The Roman Spring of Mrs. Stone
Aging Broadway star Karen Stone is incongruously cast by her devoted, doting husband and manager Tom as the female lead in ‘Romeo and Juliet.’ Unforgiving reviews and Tom’s delicate health persuade her to quit the stage and leave New York City. They depart on a holiday to Italy. When in Rome, Tom unexpectedly dies of a heart attack. In shock from her loss and facing the end of her acting career, Karen decides to stay in the “eternal city” to scatter her husbands ashes and consider her future. Responding to a card of condolence, she meets with the Contessa, who introduces Karen to a series of young gigolos. Among them is Paolo di Leo, a young Italian of captivating beauty and one of the Contessa’s most prized assets. Unprepared for the effects of his charm, Karen returns from their evening together surprised by the stirring of feelings for Paolo. As Paolo leaves, the “young man” still lurks in the shadows of the street, where he appears and reappears, now recognised but anacknowledged by Karen. Paolo and Karen begin a relationship. The Contessa berates his lack of material success: two months later and all he has recieved is a necktie. But Paolo explains Mrs. Stone is different from “the others” and cannot be treated cynically. And then, as surprisingly as his affections arrived, Paolo’s attention begins to falter, his feelings to disengage. His behavior grows cold, then cruel. The fate of their relationship is sealed when a young American actress in the company of the Contessa and Paolo visits Karen at her apartment. They argue viciously. At first defiant, then humiliated, Karen instructs them to leave. Paolo registers a hint of regret, but it is too late. Too much has been said. Alone, Karen restlessly walks around her apartment and goes to the balcony. The young man is watching her from the street. Despondent and vulnerable, she throws down the keys and he enters.
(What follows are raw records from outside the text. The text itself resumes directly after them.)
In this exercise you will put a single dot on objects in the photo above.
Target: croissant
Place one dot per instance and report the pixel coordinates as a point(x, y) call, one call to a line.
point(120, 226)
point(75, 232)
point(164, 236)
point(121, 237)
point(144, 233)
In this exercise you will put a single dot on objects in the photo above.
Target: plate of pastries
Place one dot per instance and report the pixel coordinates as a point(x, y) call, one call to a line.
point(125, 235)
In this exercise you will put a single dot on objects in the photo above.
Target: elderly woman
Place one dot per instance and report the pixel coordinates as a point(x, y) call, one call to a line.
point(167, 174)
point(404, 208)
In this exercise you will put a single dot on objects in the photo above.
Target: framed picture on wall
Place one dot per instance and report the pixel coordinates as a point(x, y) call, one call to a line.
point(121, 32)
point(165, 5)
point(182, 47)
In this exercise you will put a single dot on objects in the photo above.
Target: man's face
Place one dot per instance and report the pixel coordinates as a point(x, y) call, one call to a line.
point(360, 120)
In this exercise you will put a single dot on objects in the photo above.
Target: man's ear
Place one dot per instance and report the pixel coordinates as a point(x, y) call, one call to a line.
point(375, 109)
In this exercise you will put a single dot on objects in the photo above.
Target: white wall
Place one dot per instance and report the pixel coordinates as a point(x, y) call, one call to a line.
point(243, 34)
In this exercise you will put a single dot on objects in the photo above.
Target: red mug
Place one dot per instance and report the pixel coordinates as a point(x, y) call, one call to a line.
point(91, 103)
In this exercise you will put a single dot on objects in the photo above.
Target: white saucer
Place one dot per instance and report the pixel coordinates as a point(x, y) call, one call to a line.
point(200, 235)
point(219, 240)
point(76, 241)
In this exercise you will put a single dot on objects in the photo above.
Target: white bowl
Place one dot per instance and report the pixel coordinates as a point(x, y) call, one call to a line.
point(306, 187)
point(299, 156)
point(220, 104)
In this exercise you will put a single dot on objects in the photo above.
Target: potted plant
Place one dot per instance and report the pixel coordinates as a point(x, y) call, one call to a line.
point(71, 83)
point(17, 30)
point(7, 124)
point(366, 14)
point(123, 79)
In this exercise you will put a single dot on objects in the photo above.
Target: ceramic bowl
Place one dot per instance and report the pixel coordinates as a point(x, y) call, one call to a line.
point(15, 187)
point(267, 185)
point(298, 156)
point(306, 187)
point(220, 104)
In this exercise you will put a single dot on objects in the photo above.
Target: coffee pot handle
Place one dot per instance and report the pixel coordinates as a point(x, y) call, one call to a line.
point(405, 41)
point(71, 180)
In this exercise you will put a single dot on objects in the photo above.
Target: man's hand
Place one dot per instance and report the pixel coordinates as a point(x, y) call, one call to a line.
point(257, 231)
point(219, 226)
The Roman Spring of Mrs. Stone is a strong romantic drama that pulls you into the world of Rome. The different culture and habits of the Roman people begin to rub off on Karen Stone, for the better. But, the romanticism of the place and time starts carrying her away. The actors are marvellous and portray their characters wonderfully. The airy sense that one gets from Rome, the eternal city, is enough to sweep even the viewers away to Rome in the Spring. Despite the marvellous actors and the wonderful plot and setting, the sex and lust was just to elaborate and too frequent for this to be approved.